一人は若い女でどこかクールな声。もう一人は若い男だった。三人が人混みの隙間から覗き込むと、三人は少し驚きの表情を見せた。若い女は金髪のロングヘアーでユピローズ王国の紋章が刻まれている鎧を着ており、腰には二丁の拳銃が納められていたのだ。女は椅子に座り、テーブルの上に並べてあるトランプを相手の男に見せて腕を組んでいた。その女を見た瞬間三人は声を揃えて名を口にした。

「「「レイナ!」」」
「ん?・・・・っ!お前達」

レイナはマサシ達に気付き立ち上がった。三人も人混みの間からレイナの前までやって来た。

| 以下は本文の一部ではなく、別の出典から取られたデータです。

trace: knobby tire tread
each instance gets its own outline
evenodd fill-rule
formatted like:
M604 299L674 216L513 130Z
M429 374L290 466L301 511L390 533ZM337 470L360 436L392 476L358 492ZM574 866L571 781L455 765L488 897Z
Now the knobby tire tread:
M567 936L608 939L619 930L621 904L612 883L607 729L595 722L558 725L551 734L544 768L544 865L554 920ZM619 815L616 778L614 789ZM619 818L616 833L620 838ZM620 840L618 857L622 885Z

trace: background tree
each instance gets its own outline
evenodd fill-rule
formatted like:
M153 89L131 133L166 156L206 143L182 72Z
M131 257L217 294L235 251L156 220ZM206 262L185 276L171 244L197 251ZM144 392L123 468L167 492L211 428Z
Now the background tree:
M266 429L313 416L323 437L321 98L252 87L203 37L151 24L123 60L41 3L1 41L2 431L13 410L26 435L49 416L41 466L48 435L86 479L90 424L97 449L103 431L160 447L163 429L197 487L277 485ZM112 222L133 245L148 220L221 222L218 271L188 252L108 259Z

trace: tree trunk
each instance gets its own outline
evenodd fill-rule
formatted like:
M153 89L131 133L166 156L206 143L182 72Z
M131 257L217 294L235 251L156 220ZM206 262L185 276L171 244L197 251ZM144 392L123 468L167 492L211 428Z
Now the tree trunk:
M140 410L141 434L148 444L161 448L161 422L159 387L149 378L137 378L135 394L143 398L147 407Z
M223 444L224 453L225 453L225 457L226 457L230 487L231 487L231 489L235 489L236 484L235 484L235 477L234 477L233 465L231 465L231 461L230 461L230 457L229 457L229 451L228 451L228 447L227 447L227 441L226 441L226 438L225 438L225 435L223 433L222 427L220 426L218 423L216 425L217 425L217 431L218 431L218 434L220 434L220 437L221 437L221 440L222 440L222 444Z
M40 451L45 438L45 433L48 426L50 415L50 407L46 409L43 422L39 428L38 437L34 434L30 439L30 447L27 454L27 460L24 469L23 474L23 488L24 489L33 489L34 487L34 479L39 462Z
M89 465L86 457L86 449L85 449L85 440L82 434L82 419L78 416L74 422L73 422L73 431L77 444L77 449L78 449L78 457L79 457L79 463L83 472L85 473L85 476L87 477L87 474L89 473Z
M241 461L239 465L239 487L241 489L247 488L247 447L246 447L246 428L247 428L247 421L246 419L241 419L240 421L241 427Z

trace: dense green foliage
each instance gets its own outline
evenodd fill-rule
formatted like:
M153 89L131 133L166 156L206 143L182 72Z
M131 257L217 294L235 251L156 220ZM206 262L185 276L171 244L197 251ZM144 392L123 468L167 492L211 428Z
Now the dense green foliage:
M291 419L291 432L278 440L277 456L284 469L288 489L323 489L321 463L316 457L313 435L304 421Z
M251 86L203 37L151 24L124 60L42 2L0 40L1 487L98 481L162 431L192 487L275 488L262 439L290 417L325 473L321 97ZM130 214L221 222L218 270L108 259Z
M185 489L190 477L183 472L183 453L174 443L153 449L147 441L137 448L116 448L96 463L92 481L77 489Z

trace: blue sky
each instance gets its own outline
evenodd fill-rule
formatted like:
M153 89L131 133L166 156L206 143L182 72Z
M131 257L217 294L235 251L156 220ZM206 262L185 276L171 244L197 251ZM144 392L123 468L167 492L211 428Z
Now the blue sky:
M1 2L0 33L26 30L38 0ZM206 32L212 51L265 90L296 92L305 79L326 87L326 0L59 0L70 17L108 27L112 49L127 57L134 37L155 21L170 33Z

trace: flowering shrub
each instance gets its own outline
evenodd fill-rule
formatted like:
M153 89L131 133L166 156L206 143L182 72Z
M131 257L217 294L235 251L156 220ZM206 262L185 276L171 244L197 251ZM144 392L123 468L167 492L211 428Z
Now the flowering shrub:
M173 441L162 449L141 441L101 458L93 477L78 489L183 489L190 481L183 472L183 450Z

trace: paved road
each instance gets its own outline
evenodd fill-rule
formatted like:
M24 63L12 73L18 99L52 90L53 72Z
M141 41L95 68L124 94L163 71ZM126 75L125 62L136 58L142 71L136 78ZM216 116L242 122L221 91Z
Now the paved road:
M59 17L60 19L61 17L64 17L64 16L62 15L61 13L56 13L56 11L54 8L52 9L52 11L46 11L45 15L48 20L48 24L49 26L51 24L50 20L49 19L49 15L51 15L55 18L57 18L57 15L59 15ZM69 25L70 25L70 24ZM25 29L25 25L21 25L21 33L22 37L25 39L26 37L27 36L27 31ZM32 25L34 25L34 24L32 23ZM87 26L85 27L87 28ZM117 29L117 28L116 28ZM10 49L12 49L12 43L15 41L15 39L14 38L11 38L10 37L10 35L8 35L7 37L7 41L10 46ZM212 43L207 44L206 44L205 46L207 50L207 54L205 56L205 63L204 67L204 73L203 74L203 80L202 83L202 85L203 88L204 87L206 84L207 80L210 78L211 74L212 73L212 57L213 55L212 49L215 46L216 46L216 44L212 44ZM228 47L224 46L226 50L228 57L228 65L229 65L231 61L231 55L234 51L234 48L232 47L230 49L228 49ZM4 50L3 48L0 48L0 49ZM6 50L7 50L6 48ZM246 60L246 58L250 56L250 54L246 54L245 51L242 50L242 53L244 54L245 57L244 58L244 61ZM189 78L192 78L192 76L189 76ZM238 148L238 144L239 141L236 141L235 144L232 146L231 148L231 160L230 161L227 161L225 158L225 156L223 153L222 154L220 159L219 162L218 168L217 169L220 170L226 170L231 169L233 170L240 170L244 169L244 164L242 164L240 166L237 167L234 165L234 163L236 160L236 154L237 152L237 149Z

「よう、今日はどうしたんだ?最近仕事が忙しいって前に言ってたじゃないか」
「今日は予定より早く仕事が片付いてな、退屈になりこうして城下町に下りてきたのだ」
「そうだったか。・・・・あっ!それよりも・・・・」

マサシは自分の後ろを指差して「見ろ」と合図を送った。レイナがマサシの後ろを見ると、コンタが笑いながら手を振った。

「久しぶりだね、レイナ」
「コンタ!いつこっちに戻ったんだ?」
「ついさっきだよ、そこでマサシとジゼルに会ってね。それにしても久しぶりだね、4ヵ月前にここに戻って来た時は君は忙しくて会えずに町を出ちゃったんだもん」
「それは仕方がないだろう、私も銃士隊の隊長としての仕事で忙しかったのだ」
「相変わらずクールだね」

苦笑いしながら少し高いレイナの顔を見上げるコンタ。すると、レイナはさっきまでのクールな表情から小さな笑顔へ変わってコンタを見下ろした。

「だが、こうしてまた会えて嬉しいぞ」
「僕もだよ」

そう言って二人は再会の挨拶代わりとして軽く抱き合った。マサシとジゼルもそんな二人を見て小さく笑った。

「それよりも、お前達はどうしてここに来たのだ?」
「俺とジゼルは新しい依頼がきてるか見に来たんだ。その途中にコンタと会ってな、なにかおごってやるって話になったんだ」
「そうか、では再会を祝って今日ははしゃぐ事にするか」
「おおっ!お前にしちゃ珍しいな。こういう騒ぎ事は好きじゃなかったんだろう?」

珍しく自分から参加してきたレイナにマサシは少し意外に思った。

「私だって変わっている。昔のようなクールだけの性格じゃない」
「ハハハッ、ワリィワリィ」

笑いながら謝るマサシ。その隣に立っていたジゼルが手を叩きながら話に入ってきた。

「ハイハイ、話は後でゆっくりしましょう。まずは再会のお祝いから」
「おっと、そうだったな。それじゃあ俺は席を取ってくる」
「あたしは飲み物とかを注文してくるわ」
「僕も行くよ」

ジゼルとコンタはカウンターに食べ物と飲み物を取りに行った。するとレイナはカウンターの方へ歩き出した。

「では私は酒を取ってくる。マサシ、お前もどうだ?」
「俺はまだ二十歳になってない」
「フッ、そうだったな」

小さく笑いながらカウンターへ向うレイナ。そんな後ろ姿を見てマサシは笑った。

「アイツ、本当に変わったな。昔はあんな風に言う事はなかったのに。まぁ、変わったのは俺達もだけどな」

そう言ってマサシは空いている席がないか探しに行った。仲間達の再会と過去の振り返り。ここから彼等の新しい物語が始まる。